Who This Helps
If you're a founder or operator juggling a dozen metrics, this is for you. The Metrics & Dashboards Basics program shows you how to cut through the noise. You'll move from chaotic updates to a clear, trusted system that drives your weekly rhythm.
Mini Case
Maya's team was tracking 20 different numbers. Every meeting was a debate about which data mattered. She defined one clear North Star metric and three supporting targets. In 4 weeks, her team's focus improved, and they shipped a key feature that boosted their primary metric by 15%. The weekly review went from a 90-minute scramble to a calm 30-minute decision session.
Do This Now (5 Steps)
- Pick Your One Thing. From all your numbers, choose a single North Star metric. Ask: "If this goes up, are we winning?"
- Find Its Friends. Define 3 supporting metrics that directly influence your main number. For example, if your North Star is Weekly Active Users, a friend could be Sign-up Completion Rate.
- Set Simple Targets. Give each supporting metric a realistic, weekly target. Start with a 5% improvement goal.
- Build the Scoreboard. Create one dashboard with just four sections: your North Star, the three supporting metrics, their weekly targets, and last week's results.
- Schedule the Review. Block 30 minutes every Monday morning with your key stakeholders to look at this dashboard together. That's it.
Avoid These Traps
- Don't try to track everything. A dashboard with 20 charts is a dashboard that no one uses.
- Don't use vague metrics like "engagement." Be specific: "Users who completed the core workflow 3+ times this week."
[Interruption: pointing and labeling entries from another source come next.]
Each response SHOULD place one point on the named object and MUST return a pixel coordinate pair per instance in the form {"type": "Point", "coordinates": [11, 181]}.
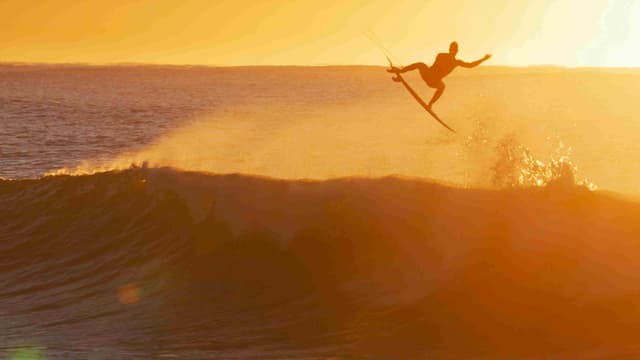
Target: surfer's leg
{"type": "Point", "coordinates": [422, 67]}
{"type": "Point", "coordinates": [439, 90]}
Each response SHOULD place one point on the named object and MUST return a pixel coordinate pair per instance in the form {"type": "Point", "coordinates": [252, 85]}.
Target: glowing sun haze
{"type": "Point", "coordinates": [313, 32]}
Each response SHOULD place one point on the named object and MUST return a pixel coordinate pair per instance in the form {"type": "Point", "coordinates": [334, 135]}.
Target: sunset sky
{"type": "Point", "coordinates": [313, 32]}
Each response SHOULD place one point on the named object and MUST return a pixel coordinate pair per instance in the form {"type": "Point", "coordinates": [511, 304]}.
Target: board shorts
{"type": "Point", "coordinates": [428, 77]}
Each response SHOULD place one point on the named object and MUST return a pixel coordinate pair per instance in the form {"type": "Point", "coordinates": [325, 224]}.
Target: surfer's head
{"type": "Point", "coordinates": [453, 48]}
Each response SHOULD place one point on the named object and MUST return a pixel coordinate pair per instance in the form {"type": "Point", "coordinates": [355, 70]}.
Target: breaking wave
{"type": "Point", "coordinates": [159, 262]}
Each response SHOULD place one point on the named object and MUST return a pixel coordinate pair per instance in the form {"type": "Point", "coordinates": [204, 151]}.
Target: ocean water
{"type": "Point", "coordinates": [316, 213]}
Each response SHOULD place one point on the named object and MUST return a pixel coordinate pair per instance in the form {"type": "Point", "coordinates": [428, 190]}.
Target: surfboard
{"type": "Point", "coordinates": [400, 79]}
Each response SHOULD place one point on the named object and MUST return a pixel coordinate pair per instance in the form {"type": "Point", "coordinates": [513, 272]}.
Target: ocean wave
{"type": "Point", "coordinates": [160, 261]}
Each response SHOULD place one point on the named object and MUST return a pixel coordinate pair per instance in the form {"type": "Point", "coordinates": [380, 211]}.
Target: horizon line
{"type": "Point", "coordinates": [132, 64]}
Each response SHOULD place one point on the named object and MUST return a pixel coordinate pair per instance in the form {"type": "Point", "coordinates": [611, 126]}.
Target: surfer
{"type": "Point", "coordinates": [444, 64]}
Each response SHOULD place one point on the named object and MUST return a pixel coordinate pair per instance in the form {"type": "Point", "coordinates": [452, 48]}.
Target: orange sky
{"type": "Point", "coordinates": [276, 32]}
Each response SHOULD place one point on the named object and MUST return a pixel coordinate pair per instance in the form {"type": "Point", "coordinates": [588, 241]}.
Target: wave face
{"type": "Point", "coordinates": [147, 263]}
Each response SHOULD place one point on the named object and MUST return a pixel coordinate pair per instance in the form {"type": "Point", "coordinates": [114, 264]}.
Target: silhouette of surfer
{"type": "Point", "coordinates": [443, 66]}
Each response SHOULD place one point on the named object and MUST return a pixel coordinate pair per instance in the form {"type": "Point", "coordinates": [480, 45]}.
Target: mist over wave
{"type": "Point", "coordinates": [349, 145]}
{"type": "Point", "coordinates": [158, 262]}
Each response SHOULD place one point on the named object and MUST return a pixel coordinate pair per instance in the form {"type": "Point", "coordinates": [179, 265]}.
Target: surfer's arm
{"type": "Point", "coordinates": [475, 63]}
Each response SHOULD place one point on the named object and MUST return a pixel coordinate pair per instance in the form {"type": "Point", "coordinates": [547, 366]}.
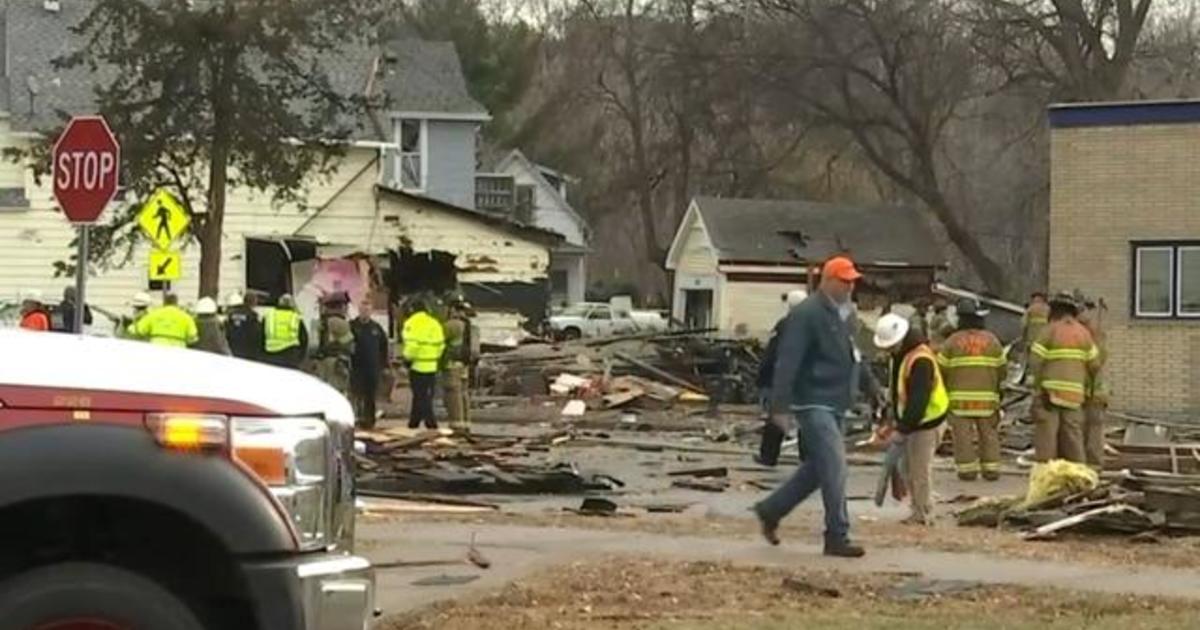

- Don't skip the weekly review. Consistency turns data into a habit.
- Don't let perfect be the enemy of good. Your first dashboard will be simple, and that's a feature, not a bug.
- Don't forget to celebrate small wins when you hit a weekly target. A little confetti goes a long way.
Your Win by Friday
By this Friday, you'll have a one-page dashboard blueprint. You'll know your one key number and its three supporting actors. You'll have a calendar invite sent for your first calm, focused weekly review. You'll replace data anxiety with clear direction. Let's get that decision-making momentum back.